A: The company and I share an alignment in how we approach people’s responsibilities and management. And that comes down to a culture of freedom and responsibility. Within Netflix, individuals really have broad responsibility for the areas in which they work, and this goes across the legal group as well as anybody within the company. The legal team is much more nimble and able to quickly respond to the needs of the business. And while I’m involved in helping them make the right decisions, I view my role as a manager of setting contexts, but not control, by which they can act accordingly. There are not lots of layers of approval processes—it’s really an ability for them if they’re dealing with a transaction to work with the business persona and make those decisions on the fly.

Q: What interested you in in-house practice as opposed to working in a law firm?

A: The biggest attraction was the ability to be part of a business at a much deeper level. Not only do I see a transaction from incubation to years after it was executed, I also am involved with the business people on setting these transactions up and helping achieve those goals. One of the great things I find about being an in-house counsel is to actually negotiate the deal. Oftentimes I found that being an outside counsel, you would be used for your expertise—especially the more senior you got—on difficult issues, but you’d be less used in the context of negotiating on a dayto- day basis over a deal.

Q: What is most challenging in your work?

A: Keeping up with the pace of technological change. Inherent to many people is a comfort zone with technological use on a day-to-day basis. You really need to be able to say, “I’ve got to try that new service”, “I’ve got to use Pinterest”, or “I’ve got to use Instagram” and see what these cool, new technologies are because they drive so much consumer behavior. Their impact not only on our culture, but on a service like Netflix, is important to understand.

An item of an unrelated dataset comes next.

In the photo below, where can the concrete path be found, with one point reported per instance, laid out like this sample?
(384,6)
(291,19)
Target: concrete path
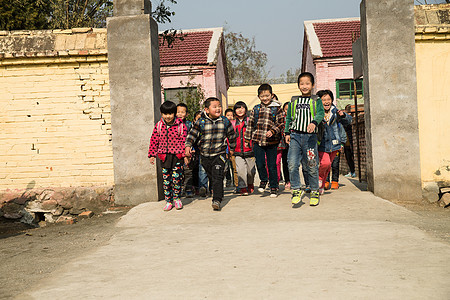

Keeping up with the pace of change is a fun aspect of the job, but it’s also constant. And for me, it’s hard enough to keep up with day-to-day things, legal issues, court rulings and regulatory matters, but then add to that an understanding of what’s going on in various consumer offerings.

Q: What’s the most rewarding part of your work?

A: Being part of a company that is changing the way in which people interact with entertainment content. Netflix has driven a lot of the change in Internet-delivered video, and being part of that and helping to shape that is rewarding. Not to mention that a lot of people in Silicon Valley have really technical jobs that are very difficult to explain to people. My kids know exactly what I do and what my company does. And that’s kind of fun, too.

Q: What advice would you give to a young lawyer who aspires to become a GC?

A: Don’t plan. Do what you find is interesting and that will be rewarding. If it leads to becoming a general counsel of a company, so be it. It may fit your personality. While oftentimes people think that being a GC is the pinnacle of an in-house counsel’s career, I think there are a number of important roles within a company that people can assume without being the GC and still have a very rewarding career. It’s looking for the right company and the right fit and having fun with it.

Q: If you didn’t work in law, what would be your dream job?

A: I like my job. But if I didn’t do this, I would go back to being a ski bum, although my body doesn’t take it as well as it used to.